For birds, the Spearman correlation test was used to establish a possible relation between the community variables and the distance to the Kinteroni BX platform. Through this test, 12 parameters were evaluated, ten of which—abundance, richness, Shannon diversity, insectivore abundance, omnivore abundance, insectivore richness, omnivore richness, frugivore abundance, frugivore richness, and taxonomic diversity—showed significant positive correlations with distance to the platform edge during the drilling phase. During the construction and abandonment phases, there was no significant correlation between these parameters and the distance to the edge, except for the abundance and richness of frugivores, which showed significant negative correlations with distance.

Conclusions

Small-Scale Evaluation. At small scale, the arthropod and floral communities, in different population and community parameters showed evidence of influences from the exploration activities.

In the case of the arthropod community, the Coleoptera and Diptera orders were used as indicators. Within these orders, the Phoridae and Staphylinidae, as well as the phytophage, saprophage, and predator groups, generated the largest variability between the strips. These results suggest the importance of further investigation regarding how these groups respond to the changes in the habitat.

In the case of the floral community, the sample effort explained only 60–65% of the expected richness for vegetation, and, therefore, the sampling design for this community will have to be adjusted for better data interpretation.

Mesoscale Evaluation. Mesoscale evaluation generated a response to the degree of influence from the exploration activities only in the bird community. Of all communities evaluated, this community reflected the best correlation with the distance to the platform, which made it an excellent indicator. Regarding frugivores, this group showed a variable correlation pattern, being positive during the second monitoring and negative during the third monitoring. These results do not allow for conclusions about the use of this functional group as a bioindicator of edge effect.

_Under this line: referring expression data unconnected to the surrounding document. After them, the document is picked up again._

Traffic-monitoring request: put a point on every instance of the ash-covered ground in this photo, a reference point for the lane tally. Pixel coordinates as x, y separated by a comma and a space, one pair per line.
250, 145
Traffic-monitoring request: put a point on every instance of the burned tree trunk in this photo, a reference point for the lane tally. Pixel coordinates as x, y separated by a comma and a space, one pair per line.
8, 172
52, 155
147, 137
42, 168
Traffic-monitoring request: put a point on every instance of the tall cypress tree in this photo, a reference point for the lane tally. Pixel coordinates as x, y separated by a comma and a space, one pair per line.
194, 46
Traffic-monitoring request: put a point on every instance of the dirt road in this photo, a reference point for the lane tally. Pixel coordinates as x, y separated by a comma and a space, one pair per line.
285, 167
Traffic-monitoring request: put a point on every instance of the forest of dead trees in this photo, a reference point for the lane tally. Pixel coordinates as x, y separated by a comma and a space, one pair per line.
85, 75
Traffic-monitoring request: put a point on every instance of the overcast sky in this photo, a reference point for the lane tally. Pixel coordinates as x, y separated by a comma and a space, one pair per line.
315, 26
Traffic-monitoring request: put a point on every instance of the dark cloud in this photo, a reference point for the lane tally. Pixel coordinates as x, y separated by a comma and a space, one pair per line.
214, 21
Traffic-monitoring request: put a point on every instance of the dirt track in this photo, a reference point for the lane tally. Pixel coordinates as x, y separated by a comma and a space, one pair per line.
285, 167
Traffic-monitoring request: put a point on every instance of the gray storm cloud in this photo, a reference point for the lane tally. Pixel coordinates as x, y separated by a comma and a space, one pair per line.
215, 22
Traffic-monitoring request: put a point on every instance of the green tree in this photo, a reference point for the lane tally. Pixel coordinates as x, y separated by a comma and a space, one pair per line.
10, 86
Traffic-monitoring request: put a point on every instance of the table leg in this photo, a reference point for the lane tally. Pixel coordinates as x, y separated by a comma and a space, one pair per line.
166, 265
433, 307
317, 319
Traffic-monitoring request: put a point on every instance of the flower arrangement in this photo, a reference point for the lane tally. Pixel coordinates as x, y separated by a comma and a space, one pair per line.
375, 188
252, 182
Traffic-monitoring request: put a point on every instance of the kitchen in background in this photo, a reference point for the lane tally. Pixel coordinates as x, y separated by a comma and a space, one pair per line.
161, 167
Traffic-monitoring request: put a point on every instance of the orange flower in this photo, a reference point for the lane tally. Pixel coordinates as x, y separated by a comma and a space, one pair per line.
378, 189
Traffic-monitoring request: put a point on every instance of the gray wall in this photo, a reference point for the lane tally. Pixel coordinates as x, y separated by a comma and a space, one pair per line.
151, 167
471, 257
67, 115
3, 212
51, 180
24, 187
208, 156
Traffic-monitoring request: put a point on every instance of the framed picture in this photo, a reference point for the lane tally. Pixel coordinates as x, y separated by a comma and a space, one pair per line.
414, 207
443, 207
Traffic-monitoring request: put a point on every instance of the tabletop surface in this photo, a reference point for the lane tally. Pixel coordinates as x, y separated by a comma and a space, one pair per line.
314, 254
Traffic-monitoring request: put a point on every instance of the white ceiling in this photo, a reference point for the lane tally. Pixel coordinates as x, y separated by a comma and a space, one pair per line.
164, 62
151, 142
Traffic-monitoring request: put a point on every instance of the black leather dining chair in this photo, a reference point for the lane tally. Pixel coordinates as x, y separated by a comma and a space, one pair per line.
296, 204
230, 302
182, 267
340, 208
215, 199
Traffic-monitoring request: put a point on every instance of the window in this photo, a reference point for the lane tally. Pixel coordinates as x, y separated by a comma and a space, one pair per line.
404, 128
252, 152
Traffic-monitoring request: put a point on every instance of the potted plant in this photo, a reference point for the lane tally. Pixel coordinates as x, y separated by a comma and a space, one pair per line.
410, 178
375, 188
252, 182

During the study, no response was found from the small-mammal and reptile and amphibian communities to changes in the habitat during exploration.

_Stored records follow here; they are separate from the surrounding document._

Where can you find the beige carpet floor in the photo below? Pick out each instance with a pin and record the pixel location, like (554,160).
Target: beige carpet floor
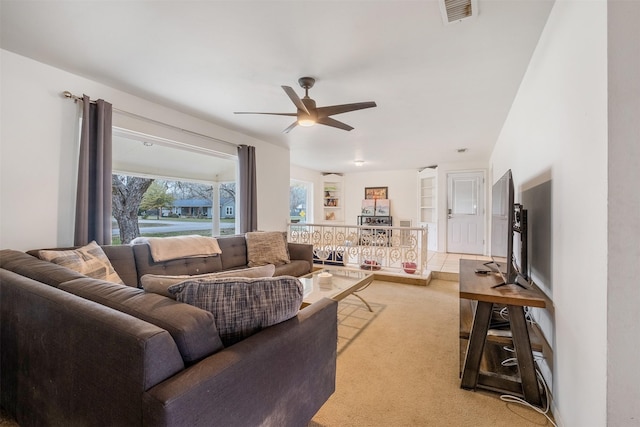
(399,365)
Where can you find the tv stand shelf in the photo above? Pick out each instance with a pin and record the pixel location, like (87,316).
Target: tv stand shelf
(480,368)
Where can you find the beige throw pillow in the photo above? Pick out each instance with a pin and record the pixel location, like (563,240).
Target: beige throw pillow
(267,247)
(89,260)
(158,284)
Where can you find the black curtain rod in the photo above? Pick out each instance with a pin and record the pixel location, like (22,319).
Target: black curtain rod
(76,98)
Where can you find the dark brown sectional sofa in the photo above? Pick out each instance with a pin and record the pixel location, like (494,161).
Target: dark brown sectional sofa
(77,351)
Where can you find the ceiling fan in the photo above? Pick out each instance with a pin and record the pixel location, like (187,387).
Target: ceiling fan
(308,114)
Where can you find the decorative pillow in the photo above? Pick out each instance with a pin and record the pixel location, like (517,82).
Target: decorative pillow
(89,260)
(267,247)
(159,284)
(240,306)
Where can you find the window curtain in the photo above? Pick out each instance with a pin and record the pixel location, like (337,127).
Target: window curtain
(247,184)
(93,200)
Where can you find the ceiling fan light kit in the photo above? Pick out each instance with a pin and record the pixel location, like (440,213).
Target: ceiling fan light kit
(308,114)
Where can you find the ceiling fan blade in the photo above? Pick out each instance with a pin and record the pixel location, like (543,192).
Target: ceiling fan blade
(343,108)
(271,114)
(291,126)
(334,123)
(295,98)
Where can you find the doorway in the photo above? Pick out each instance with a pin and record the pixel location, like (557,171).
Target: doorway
(465,212)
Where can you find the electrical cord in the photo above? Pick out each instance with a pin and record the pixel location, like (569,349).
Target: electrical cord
(512,361)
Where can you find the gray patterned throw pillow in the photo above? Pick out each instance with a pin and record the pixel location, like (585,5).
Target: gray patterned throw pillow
(243,306)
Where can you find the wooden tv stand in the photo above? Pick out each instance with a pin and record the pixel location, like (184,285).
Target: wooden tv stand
(477,298)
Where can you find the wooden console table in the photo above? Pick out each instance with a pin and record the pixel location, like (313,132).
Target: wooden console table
(479,288)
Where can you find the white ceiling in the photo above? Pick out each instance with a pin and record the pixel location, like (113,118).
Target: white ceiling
(438,87)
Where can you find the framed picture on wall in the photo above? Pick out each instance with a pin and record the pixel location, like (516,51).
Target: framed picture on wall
(368,207)
(382,207)
(376,193)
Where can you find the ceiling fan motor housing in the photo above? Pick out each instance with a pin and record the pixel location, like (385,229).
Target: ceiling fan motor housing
(306,82)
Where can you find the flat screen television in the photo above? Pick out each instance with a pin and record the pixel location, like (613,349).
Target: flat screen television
(502,220)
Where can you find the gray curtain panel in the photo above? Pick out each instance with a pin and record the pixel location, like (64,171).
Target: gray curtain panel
(93,200)
(247,185)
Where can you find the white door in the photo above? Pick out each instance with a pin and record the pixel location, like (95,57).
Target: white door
(428,205)
(465,219)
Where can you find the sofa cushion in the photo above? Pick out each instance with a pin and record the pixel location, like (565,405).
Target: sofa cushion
(267,247)
(242,306)
(159,284)
(36,268)
(89,260)
(177,247)
(190,266)
(193,330)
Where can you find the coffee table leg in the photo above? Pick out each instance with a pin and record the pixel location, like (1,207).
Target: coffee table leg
(475,348)
(362,299)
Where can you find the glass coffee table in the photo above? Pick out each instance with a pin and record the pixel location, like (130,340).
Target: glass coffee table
(341,284)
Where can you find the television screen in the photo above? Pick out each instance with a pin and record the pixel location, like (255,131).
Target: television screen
(502,199)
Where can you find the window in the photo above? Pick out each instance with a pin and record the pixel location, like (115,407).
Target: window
(300,206)
(162,188)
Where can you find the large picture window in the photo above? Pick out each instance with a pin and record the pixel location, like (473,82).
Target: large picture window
(162,188)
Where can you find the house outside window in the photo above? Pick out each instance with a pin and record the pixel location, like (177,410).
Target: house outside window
(194,190)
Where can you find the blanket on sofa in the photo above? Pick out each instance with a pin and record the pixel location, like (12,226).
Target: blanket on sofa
(168,248)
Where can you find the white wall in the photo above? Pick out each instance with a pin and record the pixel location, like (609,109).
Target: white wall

This article, written by Special Publications Editor Adam Wilson, contains highlights of paper SPE 165632, “Validation of a Biological-Monitoring Design in Highly Diverse Tropical Forests,” by K. Caro, E. Enriquez, E. Juscamayta, E. Oyague, and J. Cabrera, Knight Piésold, and C. Chung, C. Ahumada, A. Watson, and C. Videla, Repsol, prepared for the 2013 SPE Latin American and Caribbean Health, Safety, Social Responsibility, and Environment Conference, Lima, Peru, 26–27 June. The paper has not been peer reviewed.